Materials and Methods
Ethical considerations and study design
This observational study was conducted in accordance with institutional research governance requirements and applicable ethical standards for research involving human data. Ethical approval for this study was obtained from the Ethics Committee of Heilongjiang University of Chinese Medicine (Ethics No. YJSKY2024-194) before data access and analysis. The study used routinely acquired clinical imaging and outcome data collected as part of standard oncologic care and was designed to evaluate imaging-derived theranostic heterogeneity, voxel-level absorbed dose distribution, planning performance, and treatment response in cervical carcinoma.
Patient cohort and clinical variables
Thirty-five patients with histologically confirmed cervical carcinoma were included. Response status was available for all patients and classified them as responders (n = 20) or nonresponders (n = 15) on the basis of post-treatment clinical and imaging assessment. Recorded clinicopathological variables included age, International Federation of Gynecology and Obstetrics stage, histological subtype, primary tumor size, and nodal involvement. Baseline theranostic imaging parameters were extracted at the lesion level, and an integrated theranostic score was generated for each patient.

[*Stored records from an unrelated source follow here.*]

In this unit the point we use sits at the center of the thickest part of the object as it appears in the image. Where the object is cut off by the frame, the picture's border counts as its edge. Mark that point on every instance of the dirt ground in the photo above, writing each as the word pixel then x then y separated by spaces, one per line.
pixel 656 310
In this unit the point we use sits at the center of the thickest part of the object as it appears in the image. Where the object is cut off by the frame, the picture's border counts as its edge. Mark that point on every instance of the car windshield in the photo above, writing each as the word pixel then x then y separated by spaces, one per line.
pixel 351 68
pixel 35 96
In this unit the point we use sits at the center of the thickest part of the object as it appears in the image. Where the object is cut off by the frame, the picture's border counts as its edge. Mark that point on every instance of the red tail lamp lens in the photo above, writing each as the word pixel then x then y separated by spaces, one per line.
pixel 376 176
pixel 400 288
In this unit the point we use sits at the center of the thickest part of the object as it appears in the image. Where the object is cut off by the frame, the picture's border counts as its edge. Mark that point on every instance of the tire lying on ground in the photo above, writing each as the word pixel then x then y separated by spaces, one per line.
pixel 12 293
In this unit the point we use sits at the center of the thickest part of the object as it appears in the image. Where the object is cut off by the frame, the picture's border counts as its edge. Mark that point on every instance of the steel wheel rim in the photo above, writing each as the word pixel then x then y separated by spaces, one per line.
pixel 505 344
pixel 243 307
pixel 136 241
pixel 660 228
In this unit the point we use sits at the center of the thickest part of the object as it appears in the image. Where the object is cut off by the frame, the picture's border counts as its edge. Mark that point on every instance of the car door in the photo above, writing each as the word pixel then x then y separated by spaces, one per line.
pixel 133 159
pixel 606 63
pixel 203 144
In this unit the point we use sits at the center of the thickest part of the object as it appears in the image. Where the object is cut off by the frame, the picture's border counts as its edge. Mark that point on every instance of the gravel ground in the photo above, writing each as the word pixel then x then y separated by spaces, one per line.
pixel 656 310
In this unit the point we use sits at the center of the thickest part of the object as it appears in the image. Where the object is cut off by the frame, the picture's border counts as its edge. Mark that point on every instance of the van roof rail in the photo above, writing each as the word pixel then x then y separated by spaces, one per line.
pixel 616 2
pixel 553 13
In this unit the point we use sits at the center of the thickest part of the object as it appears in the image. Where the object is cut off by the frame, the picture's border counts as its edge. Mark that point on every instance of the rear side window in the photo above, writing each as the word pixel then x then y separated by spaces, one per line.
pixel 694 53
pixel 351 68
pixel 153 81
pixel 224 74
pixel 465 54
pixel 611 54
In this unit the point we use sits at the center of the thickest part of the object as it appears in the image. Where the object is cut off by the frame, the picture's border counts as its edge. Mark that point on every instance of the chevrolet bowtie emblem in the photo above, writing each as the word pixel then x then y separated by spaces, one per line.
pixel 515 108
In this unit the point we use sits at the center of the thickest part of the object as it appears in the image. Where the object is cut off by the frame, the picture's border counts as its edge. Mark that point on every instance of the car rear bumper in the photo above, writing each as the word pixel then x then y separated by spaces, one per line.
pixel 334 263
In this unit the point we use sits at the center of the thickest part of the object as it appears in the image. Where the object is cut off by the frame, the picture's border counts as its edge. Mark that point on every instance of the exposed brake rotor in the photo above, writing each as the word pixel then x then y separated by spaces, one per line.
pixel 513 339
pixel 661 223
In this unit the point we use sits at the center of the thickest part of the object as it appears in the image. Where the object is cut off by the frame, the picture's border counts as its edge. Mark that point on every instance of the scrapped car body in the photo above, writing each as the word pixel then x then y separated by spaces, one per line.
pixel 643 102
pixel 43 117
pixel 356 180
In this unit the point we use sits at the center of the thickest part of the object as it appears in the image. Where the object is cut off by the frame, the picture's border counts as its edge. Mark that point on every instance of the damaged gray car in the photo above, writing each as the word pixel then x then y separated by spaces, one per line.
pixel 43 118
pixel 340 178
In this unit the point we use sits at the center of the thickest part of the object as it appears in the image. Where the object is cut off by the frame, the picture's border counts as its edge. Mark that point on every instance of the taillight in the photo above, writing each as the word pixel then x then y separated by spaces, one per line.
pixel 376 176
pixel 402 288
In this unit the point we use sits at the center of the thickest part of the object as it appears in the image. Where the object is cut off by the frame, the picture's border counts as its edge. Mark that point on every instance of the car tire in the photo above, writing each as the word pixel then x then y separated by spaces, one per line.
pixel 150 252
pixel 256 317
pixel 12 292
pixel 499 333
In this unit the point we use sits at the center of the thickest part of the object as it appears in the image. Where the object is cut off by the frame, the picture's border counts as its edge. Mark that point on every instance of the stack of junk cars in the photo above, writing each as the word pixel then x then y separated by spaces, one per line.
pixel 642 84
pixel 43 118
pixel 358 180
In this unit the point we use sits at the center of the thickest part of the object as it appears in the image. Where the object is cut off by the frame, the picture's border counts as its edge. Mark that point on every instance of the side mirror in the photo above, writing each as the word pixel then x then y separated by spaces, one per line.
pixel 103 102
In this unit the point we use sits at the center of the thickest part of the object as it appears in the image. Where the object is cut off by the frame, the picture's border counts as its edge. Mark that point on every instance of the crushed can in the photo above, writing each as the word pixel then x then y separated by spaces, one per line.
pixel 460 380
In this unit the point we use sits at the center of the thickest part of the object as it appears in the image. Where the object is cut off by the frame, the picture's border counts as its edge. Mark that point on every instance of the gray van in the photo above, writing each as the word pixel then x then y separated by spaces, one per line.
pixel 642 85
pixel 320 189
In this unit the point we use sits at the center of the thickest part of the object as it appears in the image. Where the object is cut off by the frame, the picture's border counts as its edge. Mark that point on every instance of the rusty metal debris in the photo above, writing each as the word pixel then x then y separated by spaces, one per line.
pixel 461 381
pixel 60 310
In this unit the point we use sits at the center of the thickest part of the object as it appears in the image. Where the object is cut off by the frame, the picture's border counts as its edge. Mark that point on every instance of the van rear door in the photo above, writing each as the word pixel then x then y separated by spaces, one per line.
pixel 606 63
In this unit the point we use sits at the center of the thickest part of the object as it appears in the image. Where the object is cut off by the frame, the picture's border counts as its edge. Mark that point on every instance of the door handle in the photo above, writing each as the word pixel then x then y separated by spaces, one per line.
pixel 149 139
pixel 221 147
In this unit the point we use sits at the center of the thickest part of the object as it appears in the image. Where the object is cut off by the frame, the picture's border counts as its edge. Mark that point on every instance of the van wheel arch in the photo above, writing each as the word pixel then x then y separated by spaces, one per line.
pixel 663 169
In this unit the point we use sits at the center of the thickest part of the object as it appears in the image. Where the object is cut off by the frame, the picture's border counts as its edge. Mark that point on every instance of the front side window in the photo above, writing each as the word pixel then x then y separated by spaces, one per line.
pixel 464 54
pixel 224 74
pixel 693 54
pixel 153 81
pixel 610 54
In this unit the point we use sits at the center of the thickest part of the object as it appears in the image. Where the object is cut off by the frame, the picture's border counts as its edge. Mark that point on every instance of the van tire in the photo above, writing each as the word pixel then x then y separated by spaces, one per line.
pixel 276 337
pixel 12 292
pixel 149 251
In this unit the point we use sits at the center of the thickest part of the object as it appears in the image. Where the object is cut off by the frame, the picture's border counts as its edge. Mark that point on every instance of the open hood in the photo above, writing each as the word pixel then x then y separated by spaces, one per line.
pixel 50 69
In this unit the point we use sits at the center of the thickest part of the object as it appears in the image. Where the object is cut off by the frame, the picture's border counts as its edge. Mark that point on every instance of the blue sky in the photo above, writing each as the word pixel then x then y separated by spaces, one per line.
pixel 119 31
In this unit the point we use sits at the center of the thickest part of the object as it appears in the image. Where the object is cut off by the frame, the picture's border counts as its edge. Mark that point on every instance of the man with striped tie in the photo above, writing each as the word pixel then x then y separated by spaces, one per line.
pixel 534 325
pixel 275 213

Imaging acquisition and lesion delineation
Baseline radionuclide theranostic imaging was performed using standardized hybrid functional–anatomical imaging under quantitative acquisition and reconstruction conditions. Radiopharmaceutical nomenclature followed consensus recommendations for radiopharmaceutical reporting. 9 Image acquisition, reconstruction, and quantitative interpretation were performed according to the established principles for quantitative tumor imaging and standardized uptake assessment. 10 Primary tumor volumes were delineated on fused anatomical–functional images, with contour review performed to ensure consistent tumor definition and exclusion of adjacent physiological activity. Although standardized delineation procedures and review were applied, it is acknowledged that interobserver variability in tumor contouring may influence voxel-level feature extraction and derived heterogeneity metrics. Future work incorporating consensus segmentation protocols and reproducibility assessment will be important to ensure robustness of theranostic feature quantification.
Intratumoral uptake segmentation and feature extraction
Voxel-wise uptake values within each delineated tumor volume were extracted to calculate maximum standardized uptake value, mean standardized uptake value, and tumor-to-background ratio. Intratumoral heterogeneity was quantified using the coefficient of variation and entropy. To characterize spatial uptake composition, tumor voxels were partitioned into three predefined intensity-based subregions: low uptake (<10 SUV), intermediate uptake (10–20 SUV), and high uptake (>20 SUV). These thresholds were selected to provide a standardized and interpretable stratification of voxel-level uptake into biologically relevant intensity ranges, facilitating consistent comparison across patients and lesions. While these cutoffs are not intended to represent absolute biological boundaries, they enable reproducible compartmentalization of uptake heterogeneity. It is acknowledged that alternative thresholding strategies or adaptive segmentation approaches may yield different subregion definitions, and sensitivity to threshold selection should be explored in future studies. The fractional volume of each subregion was then calculated for each lesion. Feature computation and reporting followed standardized quantitative imaging biomarker principles where applicable. 7
Absorbed dose estimation and spatial dosimetry
Absorbed dose distributions were estimated using a voxel-based dosimetry framework informed by quantitative imaging and dose modeling principles. 11 In this framework, voxel-level activity concentration derived from quantitative imaging is assumed to be proportional to local energy deposition, and absorbed dose was estimated using a voxel S-value-based formalism consistent with the established Medical Internal Radiation Dose methodology. Specifically, the dose at each voxel was approximated as the convolution of the spatial activity distribution with voxel-level dose kernels, enabling representation of nonuniform intratumoral energy deposition. This approach provides a reproducible and computationally tractable approximation of spatial dosimetry under clinically realistic imaging constraints. Voxel-level dose estimation followed established internal dosimetry approaches for nonuniform activity distributions 12 and image-based dosimetry practice guidance relevant to radiopharmaceutical therapy. 13 Mean absorbed dose was evaluated for the tumor and for selected normal tissue regions, including the bladder, rectum, and adjacent normal pelvic soft tissue. To quantify spatial dose nonuniformity within the tumor, a dose heterogeneity index was defined as the coefficient of variation of voxel-level absorbed dose. This index was compared with uptake-derived heterogeneity metrics to assess the relationship between functional heterogeneity and absorbed dose variation. From a clinical perspective, higher values of the dose heterogeneity index reflect increased spatial nonuniformity of dose delivery within the tumor, which may correspond to the coexistence of adequately treated and relatively underdosed subregions. Such heterogeneity has potential implications for treatment resistance, as biologically aggressive or high-uptake regions may require preferential dose escalation. Therefore, the dose heterogeneity index provides a quantitative link between imaging-defined heterogeneity and the need for spatially adaptive treatment strategies.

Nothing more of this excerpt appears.